【2024年J2「開幕前診断」清水エスパルス編】主力2選手が抜けた右サイドを埋めるのは”秋葉チルドレン”ドリブラー、ボランチにはリオ五輪代表の万能プレーヤーも加入【戸塚啓のJ2のミカタ】(1)の画像
清水・秋葉忠宏監督に求められるものは「J1復帰」。撮影:中地拓也

■補強ポイントの右サイドに”チルドレン”松崎が

 2024年は勝負のシーズンである。 

 昨シーズン序盤から指揮を執る秋葉忠宏監督のもとで、清水エスパルスはJ2で2シーズン目を戦う。ここでまたJ1昇格を逃すようなことがあれば、主力選手の引き留めが一気に難しくなる。その結果として、“J2の沼”にハマりかねない。5年後、10年後のクラブの未来を明るくするためにも、J1復帰はマストだ。

 昨シーズン途中から指揮を執る秋葉監督は、「超攻撃的」、「超アグレッシブ」の姿勢を引き続き明確に打ち出していく。そのために、オフにあらためて体制が整えられた。
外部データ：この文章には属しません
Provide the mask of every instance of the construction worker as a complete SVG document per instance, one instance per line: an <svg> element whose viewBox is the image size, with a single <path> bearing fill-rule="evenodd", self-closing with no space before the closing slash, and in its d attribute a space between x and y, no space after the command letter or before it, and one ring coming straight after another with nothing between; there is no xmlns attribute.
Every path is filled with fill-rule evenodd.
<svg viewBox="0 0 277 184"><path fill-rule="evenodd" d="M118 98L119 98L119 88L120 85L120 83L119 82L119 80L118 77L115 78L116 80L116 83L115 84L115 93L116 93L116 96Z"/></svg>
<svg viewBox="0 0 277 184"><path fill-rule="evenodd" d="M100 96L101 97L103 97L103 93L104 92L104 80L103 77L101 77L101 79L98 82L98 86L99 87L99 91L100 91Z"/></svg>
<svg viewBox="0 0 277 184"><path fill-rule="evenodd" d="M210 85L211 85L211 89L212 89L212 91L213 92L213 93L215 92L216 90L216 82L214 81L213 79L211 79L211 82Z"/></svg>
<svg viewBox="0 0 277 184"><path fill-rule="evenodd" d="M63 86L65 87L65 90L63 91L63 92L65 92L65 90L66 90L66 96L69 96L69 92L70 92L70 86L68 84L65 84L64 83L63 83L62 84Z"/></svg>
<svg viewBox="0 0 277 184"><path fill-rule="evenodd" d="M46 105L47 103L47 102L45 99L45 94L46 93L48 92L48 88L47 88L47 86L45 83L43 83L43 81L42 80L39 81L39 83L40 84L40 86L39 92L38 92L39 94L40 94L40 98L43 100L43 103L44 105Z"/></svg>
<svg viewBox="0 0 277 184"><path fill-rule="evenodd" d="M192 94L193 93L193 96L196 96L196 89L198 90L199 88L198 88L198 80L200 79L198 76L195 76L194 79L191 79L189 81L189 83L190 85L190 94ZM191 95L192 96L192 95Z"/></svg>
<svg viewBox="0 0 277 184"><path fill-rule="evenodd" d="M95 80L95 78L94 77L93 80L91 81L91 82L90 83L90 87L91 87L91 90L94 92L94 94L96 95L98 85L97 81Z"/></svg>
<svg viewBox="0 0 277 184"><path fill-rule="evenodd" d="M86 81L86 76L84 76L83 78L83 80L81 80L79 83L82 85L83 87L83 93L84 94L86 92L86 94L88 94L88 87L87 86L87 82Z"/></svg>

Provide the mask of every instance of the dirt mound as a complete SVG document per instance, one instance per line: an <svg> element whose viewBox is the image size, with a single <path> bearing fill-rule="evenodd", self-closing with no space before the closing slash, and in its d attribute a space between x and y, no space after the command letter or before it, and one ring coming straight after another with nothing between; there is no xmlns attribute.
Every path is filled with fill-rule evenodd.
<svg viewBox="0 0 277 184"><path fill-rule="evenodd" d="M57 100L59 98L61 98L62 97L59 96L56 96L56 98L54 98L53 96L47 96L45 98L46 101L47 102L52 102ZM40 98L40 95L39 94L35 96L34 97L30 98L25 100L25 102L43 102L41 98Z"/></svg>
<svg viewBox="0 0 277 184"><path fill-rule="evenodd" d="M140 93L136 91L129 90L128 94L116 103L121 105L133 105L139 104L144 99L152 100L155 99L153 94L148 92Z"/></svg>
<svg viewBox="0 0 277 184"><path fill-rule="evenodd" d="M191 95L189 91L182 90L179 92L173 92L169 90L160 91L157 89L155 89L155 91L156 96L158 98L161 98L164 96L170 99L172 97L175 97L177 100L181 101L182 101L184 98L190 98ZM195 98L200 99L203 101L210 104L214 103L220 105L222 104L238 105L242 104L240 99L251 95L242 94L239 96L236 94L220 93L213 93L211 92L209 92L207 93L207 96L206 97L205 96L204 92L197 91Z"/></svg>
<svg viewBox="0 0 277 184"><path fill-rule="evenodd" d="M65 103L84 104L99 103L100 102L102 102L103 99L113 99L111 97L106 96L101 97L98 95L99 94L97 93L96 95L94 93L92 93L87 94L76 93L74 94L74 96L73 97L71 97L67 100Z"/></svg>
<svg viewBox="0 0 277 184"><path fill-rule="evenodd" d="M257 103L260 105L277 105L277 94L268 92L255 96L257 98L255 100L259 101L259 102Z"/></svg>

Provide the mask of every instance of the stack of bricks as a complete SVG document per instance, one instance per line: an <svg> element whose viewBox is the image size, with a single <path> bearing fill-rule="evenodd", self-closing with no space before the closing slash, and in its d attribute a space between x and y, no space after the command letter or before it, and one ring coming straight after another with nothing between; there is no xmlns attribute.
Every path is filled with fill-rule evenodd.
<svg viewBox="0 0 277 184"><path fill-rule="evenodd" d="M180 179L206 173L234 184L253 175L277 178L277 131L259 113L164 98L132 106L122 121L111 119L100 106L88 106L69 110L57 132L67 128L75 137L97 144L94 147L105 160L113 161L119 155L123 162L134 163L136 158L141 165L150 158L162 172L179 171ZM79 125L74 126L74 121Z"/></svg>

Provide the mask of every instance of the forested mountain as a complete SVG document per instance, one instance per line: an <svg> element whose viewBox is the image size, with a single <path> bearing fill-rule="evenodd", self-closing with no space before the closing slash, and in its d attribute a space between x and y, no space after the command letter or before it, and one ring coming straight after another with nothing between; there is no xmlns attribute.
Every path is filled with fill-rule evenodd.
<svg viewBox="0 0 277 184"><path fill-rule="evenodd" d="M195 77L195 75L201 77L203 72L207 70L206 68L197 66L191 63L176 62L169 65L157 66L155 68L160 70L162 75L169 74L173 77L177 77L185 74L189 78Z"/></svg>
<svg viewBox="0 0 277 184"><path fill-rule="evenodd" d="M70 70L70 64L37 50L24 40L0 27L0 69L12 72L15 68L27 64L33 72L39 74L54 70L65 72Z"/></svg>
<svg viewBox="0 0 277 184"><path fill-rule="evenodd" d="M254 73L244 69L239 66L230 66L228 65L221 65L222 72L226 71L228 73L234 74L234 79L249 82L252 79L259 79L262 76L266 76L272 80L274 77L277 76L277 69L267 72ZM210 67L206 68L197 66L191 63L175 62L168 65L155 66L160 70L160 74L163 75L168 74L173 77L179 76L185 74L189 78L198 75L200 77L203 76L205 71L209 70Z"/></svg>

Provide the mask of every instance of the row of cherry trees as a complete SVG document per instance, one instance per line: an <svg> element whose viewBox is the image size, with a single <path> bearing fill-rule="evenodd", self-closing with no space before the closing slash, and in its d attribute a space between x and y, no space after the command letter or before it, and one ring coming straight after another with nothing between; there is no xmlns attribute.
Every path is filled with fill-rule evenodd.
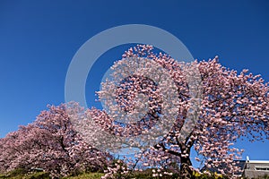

自身が指揮した水戸ホーリーホックでスタッフに名を連ねた依田光正コーチ、佐藤亮佑コーチ兼分析が新たに入閣している。

 編成は大きく変わった。

 主将を務めていたCB鈴木義宜、CB井林章、DFとMFの複数ポジションを担った岸本武流、右サイドMF中山克広、中盤の交代カードだったMF神谷優太、FWオ・セフン、そしてFWチアゴ・サンタナらがチームを離れた。ダブルボランチの一角として存在感を発揮してきたMFホナウドも契約満了となっている。ボランチの候補者では、ブラジルのクラブへ期限付き移籍していた松岡大起も、アビスパ福岡へ移籍していった。

 最初の補強ポイントは、中山と岸本が抜けた右サイドだっただろう。秋葉監督の答えは、自身が水戸でブレイクさせたMF松崎快だった。右サイドを主戦場とする左利きのドリブラーで、アタッキングサードで違いを作り出せる。右サイドは”秋葉チルドレン”の松崎とMF西澤健太、MF川谷凪、それに新外国人のルーカス・ブラガらとの競争になりそうだ。

 背番号11を着けるブラジル人アタッカーのブラガは、左ウイングを主戦場とする27歳だ。右ウイングや右サイドバックでもプレーでき、このチームでは右サイドを担うことになるだろう。スピード豊かなドリブルでのチャンスメイクを持ち味とする。

 4-2-3-1を前提に考えると、左サイドとトップ下は不動だ。MFカルリーニョス・ジュニオとMF乾貴士である。昨シーズン揃って2ケタ得点をあげたこのふたりには、今シーズンも同様の数字が求められる。